Oh, and by the way, don’t forget to tell me what your favorite holiday gift was. You can win some awesome Vosges chocolate. Check it out here.
One Year Ago: Peanut Butter (or Caramel) Candy Mini-Brownie Cups
Two Years Ago: Penne with Greek Style Vegetable Marinade
Hearty Beans and Rice
Dana Treat Original
Epazote is a delicious herb and can easily be found in the Penzey’s web site, but it is not necessary here. For the beans, you control their consistency. I like mine a little soupy but you can make yours drier by not adding as much water.
For the rice
2 tbsp. unsalted butter
1 medium red onion, diced
2 garlic cloves, minced
1 tsp. dried oregano
1 tsp. dried epazote (optional)
1½ tsp. ground cumin
1 7-ounce can diced chile peppers, drained
1 cup frozen corn
1 cup long grain rice
2 cups water
1 cup grated Cheddar cheese
¼ cup “lite” sour cream
¼ cup cilantro, chopped
For the beans
Vegetable or canola oil
1 red onion, diced
2 garlic cloves, minced
1 small red bell pepper, diced
2 tsp. cumin
2 cans black beans, drained
Serve with guacamole and salsa.
Prepare the rice
Preheat oven to 350ºF. Lightly oil an 8×8 glass or ceramic baking dish.
In a large saucepan, melt the butter over medium heat. Add the onion and a large pinch of salt, and sauté for 5 minutes, until soft but not brown. Add the garlic cloves, oregano, epazote, and cumin and cook for 3 minutes, stirring often.
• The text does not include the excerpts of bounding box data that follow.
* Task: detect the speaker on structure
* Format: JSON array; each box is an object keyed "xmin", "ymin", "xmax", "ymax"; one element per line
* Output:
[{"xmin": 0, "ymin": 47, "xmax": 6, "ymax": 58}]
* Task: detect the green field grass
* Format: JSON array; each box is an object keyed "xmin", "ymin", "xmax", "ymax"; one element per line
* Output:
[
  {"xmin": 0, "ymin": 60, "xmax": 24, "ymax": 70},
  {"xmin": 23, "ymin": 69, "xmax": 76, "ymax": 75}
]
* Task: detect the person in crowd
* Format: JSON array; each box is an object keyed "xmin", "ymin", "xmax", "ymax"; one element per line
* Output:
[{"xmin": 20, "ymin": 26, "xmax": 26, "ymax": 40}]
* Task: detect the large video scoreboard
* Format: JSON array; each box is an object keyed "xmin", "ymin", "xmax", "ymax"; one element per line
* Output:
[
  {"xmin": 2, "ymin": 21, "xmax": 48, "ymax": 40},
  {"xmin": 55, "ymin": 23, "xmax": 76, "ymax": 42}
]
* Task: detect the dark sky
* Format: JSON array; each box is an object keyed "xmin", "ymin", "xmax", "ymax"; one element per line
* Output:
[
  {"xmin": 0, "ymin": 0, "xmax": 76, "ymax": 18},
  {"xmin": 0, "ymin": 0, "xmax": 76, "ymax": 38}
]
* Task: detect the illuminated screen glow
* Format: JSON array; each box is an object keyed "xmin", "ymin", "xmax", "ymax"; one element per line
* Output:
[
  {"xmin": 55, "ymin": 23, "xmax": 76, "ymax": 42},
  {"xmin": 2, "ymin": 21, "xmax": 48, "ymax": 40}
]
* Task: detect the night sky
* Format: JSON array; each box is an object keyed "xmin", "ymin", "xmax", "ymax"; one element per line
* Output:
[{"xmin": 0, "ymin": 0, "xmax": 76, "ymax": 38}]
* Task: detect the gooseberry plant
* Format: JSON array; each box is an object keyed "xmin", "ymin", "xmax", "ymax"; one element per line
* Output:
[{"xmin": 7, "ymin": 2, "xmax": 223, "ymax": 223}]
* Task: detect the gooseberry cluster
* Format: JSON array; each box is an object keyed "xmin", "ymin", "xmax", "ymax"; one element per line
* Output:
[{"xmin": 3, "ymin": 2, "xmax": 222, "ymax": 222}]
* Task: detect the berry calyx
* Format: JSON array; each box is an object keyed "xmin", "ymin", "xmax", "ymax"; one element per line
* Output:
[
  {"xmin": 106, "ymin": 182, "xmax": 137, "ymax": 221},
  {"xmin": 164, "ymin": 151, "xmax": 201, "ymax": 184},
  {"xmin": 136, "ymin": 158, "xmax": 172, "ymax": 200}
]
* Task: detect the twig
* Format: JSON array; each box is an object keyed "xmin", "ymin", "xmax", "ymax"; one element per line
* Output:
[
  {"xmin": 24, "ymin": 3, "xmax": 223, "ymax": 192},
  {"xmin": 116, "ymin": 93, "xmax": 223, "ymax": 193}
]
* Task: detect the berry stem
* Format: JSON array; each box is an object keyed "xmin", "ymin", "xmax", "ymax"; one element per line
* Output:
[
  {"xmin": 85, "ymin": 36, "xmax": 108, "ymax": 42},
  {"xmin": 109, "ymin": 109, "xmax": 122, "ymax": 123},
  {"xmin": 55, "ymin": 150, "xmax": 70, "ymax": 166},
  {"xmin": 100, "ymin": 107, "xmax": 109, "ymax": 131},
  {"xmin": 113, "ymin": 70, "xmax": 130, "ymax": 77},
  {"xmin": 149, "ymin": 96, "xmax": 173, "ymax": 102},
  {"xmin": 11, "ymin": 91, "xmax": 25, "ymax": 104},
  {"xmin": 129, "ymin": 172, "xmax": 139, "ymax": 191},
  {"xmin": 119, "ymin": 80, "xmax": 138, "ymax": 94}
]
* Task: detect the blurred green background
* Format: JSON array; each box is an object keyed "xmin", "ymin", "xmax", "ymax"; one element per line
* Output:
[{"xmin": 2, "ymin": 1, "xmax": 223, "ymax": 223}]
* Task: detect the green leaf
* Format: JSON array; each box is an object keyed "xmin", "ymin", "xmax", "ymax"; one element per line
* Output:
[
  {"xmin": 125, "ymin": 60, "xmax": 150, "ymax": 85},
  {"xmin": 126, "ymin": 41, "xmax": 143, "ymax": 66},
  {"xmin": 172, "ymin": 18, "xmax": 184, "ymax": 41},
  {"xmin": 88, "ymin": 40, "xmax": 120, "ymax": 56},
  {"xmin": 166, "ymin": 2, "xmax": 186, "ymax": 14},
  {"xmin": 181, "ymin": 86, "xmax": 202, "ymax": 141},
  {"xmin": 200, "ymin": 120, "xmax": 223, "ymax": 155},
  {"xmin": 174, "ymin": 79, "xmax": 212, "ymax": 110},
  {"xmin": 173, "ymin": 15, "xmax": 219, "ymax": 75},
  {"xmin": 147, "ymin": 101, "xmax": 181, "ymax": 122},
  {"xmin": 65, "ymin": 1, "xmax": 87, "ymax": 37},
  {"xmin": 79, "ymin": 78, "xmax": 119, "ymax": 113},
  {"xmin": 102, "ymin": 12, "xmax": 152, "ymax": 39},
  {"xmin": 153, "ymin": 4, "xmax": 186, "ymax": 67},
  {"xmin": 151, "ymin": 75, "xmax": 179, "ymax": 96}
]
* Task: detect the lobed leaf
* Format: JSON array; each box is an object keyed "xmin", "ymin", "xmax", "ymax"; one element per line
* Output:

Add the chiles and corn, and rice and give it a good stir to coat the grains with the fat and the vegetables. Pour in the water and bring to a boil. Turn the heat down to low, cover, and cook undisturbed for 20 minutes. Remove the cover, fluff the rice with a fork, then cover for another 5 minutes.
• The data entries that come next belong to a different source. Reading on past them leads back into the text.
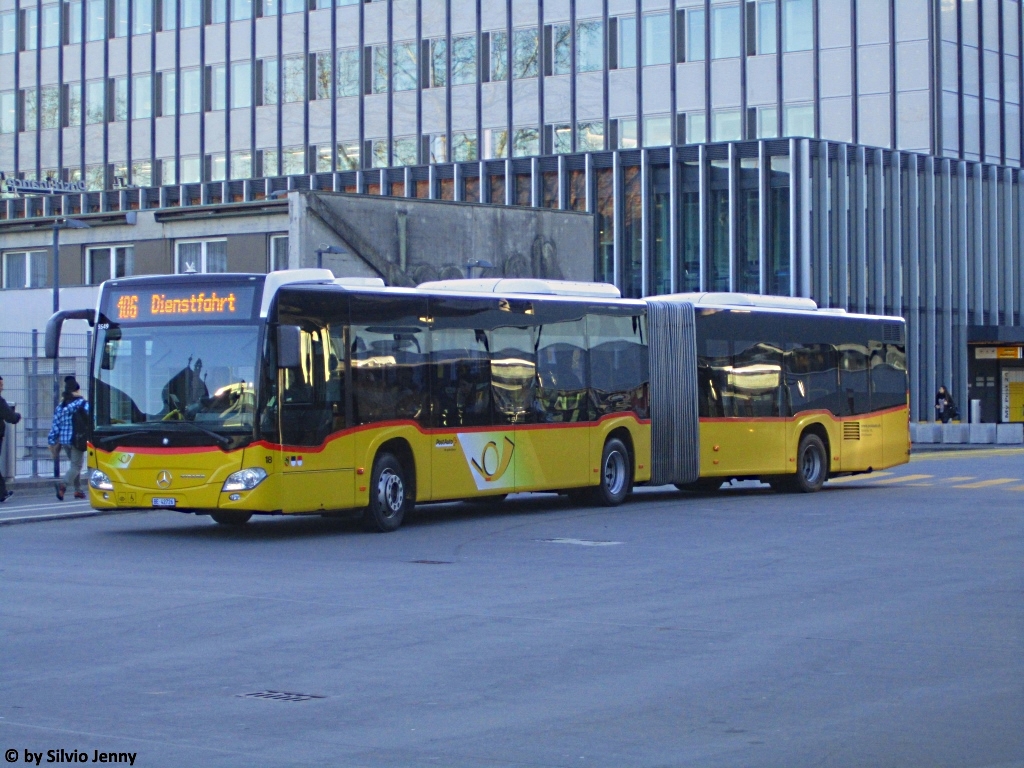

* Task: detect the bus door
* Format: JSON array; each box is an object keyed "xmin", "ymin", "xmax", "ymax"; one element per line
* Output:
[
  {"xmin": 839, "ymin": 343, "xmax": 884, "ymax": 471},
  {"xmin": 278, "ymin": 328, "xmax": 354, "ymax": 512}
]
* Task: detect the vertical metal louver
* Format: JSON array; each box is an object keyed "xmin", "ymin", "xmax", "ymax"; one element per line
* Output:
[{"xmin": 647, "ymin": 299, "xmax": 700, "ymax": 485}]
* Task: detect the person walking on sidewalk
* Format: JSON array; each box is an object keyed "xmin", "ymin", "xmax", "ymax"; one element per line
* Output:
[
  {"xmin": 46, "ymin": 377, "xmax": 89, "ymax": 501},
  {"xmin": 0, "ymin": 376, "xmax": 22, "ymax": 504},
  {"xmin": 935, "ymin": 384, "xmax": 956, "ymax": 424}
]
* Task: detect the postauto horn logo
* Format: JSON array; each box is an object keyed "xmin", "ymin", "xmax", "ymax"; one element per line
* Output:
[{"xmin": 459, "ymin": 432, "xmax": 515, "ymax": 490}]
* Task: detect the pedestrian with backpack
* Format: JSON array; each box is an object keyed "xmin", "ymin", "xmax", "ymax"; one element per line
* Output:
[{"xmin": 46, "ymin": 377, "xmax": 89, "ymax": 501}]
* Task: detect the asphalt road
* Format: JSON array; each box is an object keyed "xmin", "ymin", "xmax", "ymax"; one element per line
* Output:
[{"xmin": 0, "ymin": 450, "xmax": 1024, "ymax": 768}]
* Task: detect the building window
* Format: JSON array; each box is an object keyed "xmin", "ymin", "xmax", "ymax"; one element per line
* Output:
[
  {"xmin": 3, "ymin": 251, "xmax": 52, "ymax": 289},
  {"xmin": 181, "ymin": 68, "xmax": 203, "ymax": 115},
  {"xmin": 85, "ymin": 0, "xmax": 106, "ymax": 42},
  {"xmin": 337, "ymin": 141, "xmax": 359, "ymax": 171},
  {"xmin": 131, "ymin": 160, "xmax": 153, "ymax": 186},
  {"xmin": 615, "ymin": 16, "xmax": 637, "ymax": 69},
  {"xmin": 310, "ymin": 51, "xmax": 334, "ymax": 98},
  {"xmin": 132, "ymin": 75, "xmax": 153, "ymax": 120},
  {"xmin": 782, "ymin": 0, "xmax": 814, "ymax": 53},
  {"xmin": 758, "ymin": 106, "xmax": 778, "ymax": 138},
  {"xmin": 207, "ymin": 65, "xmax": 227, "ymax": 112},
  {"xmin": 711, "ymin": 110, "xmax": 743, "ymax": 141},
  {"xmin": 549, "ymin": 24, "xmax": 572, "ymax": 75},
  {"xmin": 231, "ymin": 61, "xmax": 253, "ymax": 110},
  {"xmin": 206, "ymin": 152, "xmax": 227, "ymax": 181},
  {"xmin": 231, "ymin": 0, "xmax": 253, "ymax": 22},
  {"xmin": 643, "ymin": 115, "xmax": 672, "ymax": 146},
  {"xmin": 424, "ymin": 38, "xmax": 447, "ymax": 88},
  {"xmin": 0, "ymin": 11, "xmax": 17, "ymax": 53},
  {"xmin": 85, "ymin": 80, "xmax": 106, "ymax": 125},
  {"xmin": 577, "ymin": 20, "xmax": 604, "ymax": 72},
  {"xmin": 483, "ymin": 128, "xmax": 509, "ymax": 160},
  {"xmin": 174, "ymin": 240, "xmax": 227, "ymax": 274},
  {"xmin": 281, "ymin": 146, "xmax": 306, "ymax": 176},
  {"xmin": 0, "ymin": 91, "xmax": 17, "ymax": 133},
  {"xmin": 711, "ymin": 5, "xmax": 739, "ymax": 58},
  {"xmin": 85, "ymin": 246, "xmax": 135, "ymax": 286},
  {"xmin": 684, "ymin": 112, "xmax": 708, "ymax": 144},
  {"xmin": 267, "ymin": 234, "xmax": 288, "ymax": 272},
  {"xmin": 231, "ymin": 150, "xmax": 253, "ymax": 178},
  {"xmin": 616, "ymin": 120, "xmax": 637, "ymax": 150},
  {"xmin": 39, "ymin": 85, "xmax": 60, "ymax": 130},
  {"xmin": 391, "ymin": 42, "xmax": 417, "ymax": 91},
  {"xmin": 757, "ymin": 0, "xmax": 776, "ymax": 54},
  {"xmin": 452, "ymin": 131, "xmax": 477, "ymax": 163},
  {"xmin": 338, "ymin": 48, "xmax": 359, "ymax": 97},
  {"xmin": 686, "ymin": 10, "xmax": 705, "ymax": 61},
  {"xmin": 782, "ymin": 104, "xmax": 814, "ymax": 138},
  {"xmin": 281, "ymin": 56, "xmax": 306, "ymax": 103},
  {"xmin": 18, "ymin": 88, "xmax": 39, "ymax": 131},
  {"xmin": 577, "ymin": 120, "xmax": 604, "ymax": 152},
  {"xmin": 452, "ymin": 35, "xmax": 476, "ymax": 85},
  {"xmin": 643, "ymin": 13, "xmax": 672, "ymax": 67},
  {"xmin": 158, "ymin": 72, "xmax": 178, "ymax": 116},
  {"xmin": 512, "ymin": 128, "xmax": 541, "ymax": 158},
  {"xmin": 487, "ymin": 32, "xmax": 509, "ymax": 81},
  {"xmin": 256, "ymin": 56, "xmax": 278, "ymax": 106},
  {"xmin": 42, "ymin": 0, "xmax": 60, "ymax": 48},
  {"xmin": 131, "ymin": 0, "xmax": 153, "ymax": 35},
  {"xmin": 512, "ymin": 28, "xmax": 541, "ymax": 80}
]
Remove the cover and carefully stir in the cheese, sour cream, and cilantro, trying not to mush the rice too much. Taste for salt, adding more if necessary. Scrape the rice mixture into the prepared pan, cover with foil, and bake on the middle rack of the oven for 20 minutes.
Prepare the beans
Heat a medium saucepan over medium heat. Drizzle in just enough oil to coat the bottom of the pan and then add the onions and red bell pepper plus a large pinch of salt. Sauté for 5 minutes, until soft but not brown, then add the garlic and the cumin. Cook for 3 minutes, stirring often. Add the beans and about ½ a cup of water and turn the heat to medium-low. Cook, stirring occasionally and adding more water as necessary, until the beans are hot and a bit soupy, about 20 minutes. Season to taste.